Scorpio-Surprise Tart with Spicy Caramel Topping
(Vegan. Gluten-Free. Processed Sugar-Free)

Dark, deep, fragrant cacao, pecans and a touch of creamy sweetness. A perfect ‘Scorpio Season Treat’.
Declared delicious by Monsieur D (and would make a great Yuletide dessert too).


1 cup dates, stones removed. Medjools are best; I used Deglet Noor ones pre-soaked for ½-hour
1 cup pecan nuts + a small handful to decorate.
1 tsp organic vanilla essence
2 tbsp Cacao Powder


½ cup stoned dates (prepped as above)
1 tsp organic vanilla essence
½ tsp mixed spice
2-3 tbsp organic coconut oil (melted)

Filtered Water (started with ¼ cup and added ½ cup in total) varies depending on moistness of dates. TIP: add slowly


Place pecans in food processor & pulse until finely ground.

Add dates, cacao, and vanilla essence and blend until mixture forms a ball.

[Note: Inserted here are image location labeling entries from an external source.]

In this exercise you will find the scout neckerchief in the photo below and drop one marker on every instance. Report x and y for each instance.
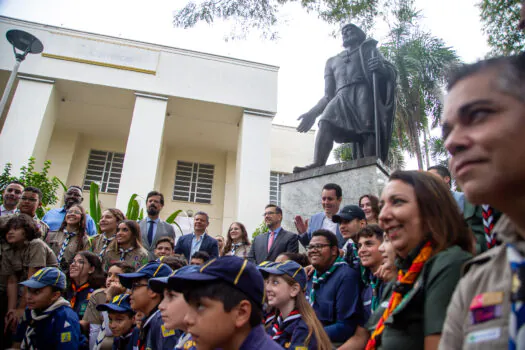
(68, 235)
(280, 325)
(317, 281)
(405, 281)
(107, 241)
(123, 252)
(27, 343)
(76, 291)
(517, 314)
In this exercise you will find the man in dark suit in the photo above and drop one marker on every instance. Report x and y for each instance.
(199, 240)
(153, 228)
(277, 240)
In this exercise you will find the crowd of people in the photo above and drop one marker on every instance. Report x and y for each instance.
(419, 267)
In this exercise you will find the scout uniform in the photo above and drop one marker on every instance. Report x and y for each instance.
(423, 309)
(120, 304)
(243, 275)
(479, 312)
(152, 333)
(135, 257)
(65, 246)
(291, 331)
(56, 327)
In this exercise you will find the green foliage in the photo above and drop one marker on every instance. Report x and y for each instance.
(500, 20)
(262, 228)
(343, 152)
(30, 177)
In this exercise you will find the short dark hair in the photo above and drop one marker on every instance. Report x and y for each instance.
(156, 193)
(166, 239)
(34, 190)
(335, 187)
(225, 293)
(329, 235)
(24, 222)
(278, 210)
(204, 256)
(370, 231)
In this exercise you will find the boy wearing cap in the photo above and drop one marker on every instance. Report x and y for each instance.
(225, 297)
(351, 219)
(152, 334)
(48, 321)
(121, 320)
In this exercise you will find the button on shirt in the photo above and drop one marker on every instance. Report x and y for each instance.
(55, 217)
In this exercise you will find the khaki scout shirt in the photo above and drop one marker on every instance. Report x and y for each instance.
(485, 287)
(135, 258)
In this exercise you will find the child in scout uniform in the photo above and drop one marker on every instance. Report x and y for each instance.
(48, 322)
(296, 326)
(126, 246)
(226, 296)
(173, 307)
(152, 334)
(121, 320)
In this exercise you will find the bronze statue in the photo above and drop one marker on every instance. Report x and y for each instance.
(359, 101)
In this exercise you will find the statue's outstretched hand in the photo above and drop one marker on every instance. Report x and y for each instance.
(307, 121)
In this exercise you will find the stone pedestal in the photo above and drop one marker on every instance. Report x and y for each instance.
(301, 193)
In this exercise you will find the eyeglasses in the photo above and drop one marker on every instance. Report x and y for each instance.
(316, 247)
(138, 285)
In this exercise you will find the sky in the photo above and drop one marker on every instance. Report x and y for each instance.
(304, 45)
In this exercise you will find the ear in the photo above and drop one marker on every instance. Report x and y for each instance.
(242, 313)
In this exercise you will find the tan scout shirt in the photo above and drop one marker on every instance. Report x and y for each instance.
(485, 286)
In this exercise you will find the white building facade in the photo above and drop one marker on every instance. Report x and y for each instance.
(136, 117)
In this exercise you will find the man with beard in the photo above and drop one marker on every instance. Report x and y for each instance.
(153, 228)
(55, 217)
(11, 197)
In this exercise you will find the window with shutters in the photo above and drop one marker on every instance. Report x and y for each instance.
(193, 182)
(104, 168)
(275, 190)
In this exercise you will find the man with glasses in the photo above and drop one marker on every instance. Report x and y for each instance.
(268, 246)
(55, 217)
(333, 291)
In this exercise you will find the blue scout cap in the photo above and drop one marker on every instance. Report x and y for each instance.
(48, 276)
(241, 273)
(290, 268)
(349, 213)
(151, 269)
(158, 284)
(120, 303)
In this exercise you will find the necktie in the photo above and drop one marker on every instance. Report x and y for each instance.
(150, 232)
(488, 225)
(69, 235)
(270, 240)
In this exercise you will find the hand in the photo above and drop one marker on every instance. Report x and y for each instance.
(375, 63)
(300, 224)
(307, 122)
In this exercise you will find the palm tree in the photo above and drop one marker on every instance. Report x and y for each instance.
(421, 61)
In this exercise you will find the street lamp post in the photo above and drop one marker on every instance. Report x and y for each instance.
(26, 43)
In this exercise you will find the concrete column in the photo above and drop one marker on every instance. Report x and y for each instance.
(143, 149)
(29, 124)
(253, 167)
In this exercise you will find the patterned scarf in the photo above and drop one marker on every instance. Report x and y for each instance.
(69, 235)
(280, 325)
(76, 291)
(316, 281)
(406, 280)
(123, 252)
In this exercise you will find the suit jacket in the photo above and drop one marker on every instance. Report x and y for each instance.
(316, 223)
(163, 230)
(285, 242)
(208, 244)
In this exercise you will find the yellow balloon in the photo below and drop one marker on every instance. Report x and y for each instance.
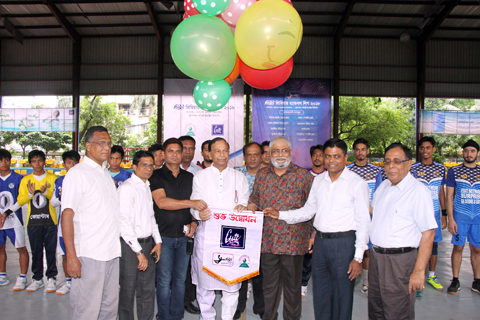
(268, 33)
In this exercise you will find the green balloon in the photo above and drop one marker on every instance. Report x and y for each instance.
(211, 7)
(212, 95)
(203, 48)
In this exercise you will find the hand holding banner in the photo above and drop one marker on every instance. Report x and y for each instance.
(232, 248)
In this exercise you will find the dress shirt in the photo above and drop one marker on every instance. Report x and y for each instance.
(192, 168)
(401, 213)
(137, 219)
(89, 190)
(338, 206)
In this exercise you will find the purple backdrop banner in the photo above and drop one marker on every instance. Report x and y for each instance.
(300, 109)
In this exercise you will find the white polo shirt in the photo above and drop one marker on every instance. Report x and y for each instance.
(89, 190)
(401, 213)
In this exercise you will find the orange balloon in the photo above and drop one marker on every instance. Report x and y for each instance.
(235, 72)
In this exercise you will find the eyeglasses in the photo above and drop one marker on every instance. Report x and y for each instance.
(396, 162)
(148, 166)
(283, 151)
(102, 144)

Place mix in lined 7 inch flan tin. Press down firmly, hollow out centre (to accommodate filling) and press up the sides to form a rim.
Place in fridge to firm up for 30mins.

Place all topping ingredients in blender and process until smooth, pour into base mixture. Top with the handful of pecans and/or cacao nibs and a few birthday candles.
Serve with fresh rasps or pear slices and a whisper of coconut cream.

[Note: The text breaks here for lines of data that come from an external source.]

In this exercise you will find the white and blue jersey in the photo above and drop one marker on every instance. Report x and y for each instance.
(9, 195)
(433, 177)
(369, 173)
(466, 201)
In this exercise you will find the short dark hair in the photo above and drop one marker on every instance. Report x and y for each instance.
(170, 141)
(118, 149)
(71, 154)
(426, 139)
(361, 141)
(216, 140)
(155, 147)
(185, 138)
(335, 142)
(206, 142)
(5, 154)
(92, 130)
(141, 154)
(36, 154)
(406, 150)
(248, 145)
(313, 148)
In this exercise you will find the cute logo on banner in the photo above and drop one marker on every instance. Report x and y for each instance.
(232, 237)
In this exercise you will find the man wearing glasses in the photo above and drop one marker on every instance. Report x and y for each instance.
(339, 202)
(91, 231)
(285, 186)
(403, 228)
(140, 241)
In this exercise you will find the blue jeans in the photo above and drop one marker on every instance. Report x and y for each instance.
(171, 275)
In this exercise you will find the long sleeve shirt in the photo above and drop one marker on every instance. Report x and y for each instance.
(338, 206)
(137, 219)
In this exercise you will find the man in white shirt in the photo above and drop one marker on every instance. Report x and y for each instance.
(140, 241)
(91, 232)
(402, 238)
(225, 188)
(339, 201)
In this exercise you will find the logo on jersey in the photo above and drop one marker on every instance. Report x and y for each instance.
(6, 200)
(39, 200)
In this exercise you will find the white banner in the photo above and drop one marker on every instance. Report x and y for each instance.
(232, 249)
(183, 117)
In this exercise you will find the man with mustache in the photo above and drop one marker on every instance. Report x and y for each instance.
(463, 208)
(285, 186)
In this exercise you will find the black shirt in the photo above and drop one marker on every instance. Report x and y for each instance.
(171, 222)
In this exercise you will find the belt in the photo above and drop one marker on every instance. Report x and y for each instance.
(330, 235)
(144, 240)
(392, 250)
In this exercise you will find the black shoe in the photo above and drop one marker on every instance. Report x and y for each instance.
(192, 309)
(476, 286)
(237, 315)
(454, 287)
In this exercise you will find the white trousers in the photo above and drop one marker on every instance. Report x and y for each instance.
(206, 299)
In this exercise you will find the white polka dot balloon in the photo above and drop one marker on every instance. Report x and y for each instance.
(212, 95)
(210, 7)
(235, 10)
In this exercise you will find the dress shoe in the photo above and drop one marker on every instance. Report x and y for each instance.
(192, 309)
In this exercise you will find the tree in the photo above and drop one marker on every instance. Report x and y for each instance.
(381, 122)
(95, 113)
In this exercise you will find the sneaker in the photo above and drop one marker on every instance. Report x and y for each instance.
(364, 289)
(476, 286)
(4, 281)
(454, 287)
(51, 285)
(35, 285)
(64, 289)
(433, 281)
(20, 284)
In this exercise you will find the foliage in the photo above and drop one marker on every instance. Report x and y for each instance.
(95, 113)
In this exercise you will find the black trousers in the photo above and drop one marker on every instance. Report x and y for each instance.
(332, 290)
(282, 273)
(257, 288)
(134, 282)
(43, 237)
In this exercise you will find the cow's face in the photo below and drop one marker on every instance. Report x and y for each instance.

TIP: To alkalise and lighten mixture try adding ½-cup of sprouted dehydrated buckwheat to ½-cup pecans. In raw tarts and flans, it alkalises, lightens and adds another nutritional dimension to creations (high in selenium & trace elements). You can also soak pecans for a few hours to activate them and make them more digestible. With The Green Man popping indoors for a cuppa, speed was of the (vanilla) essence !!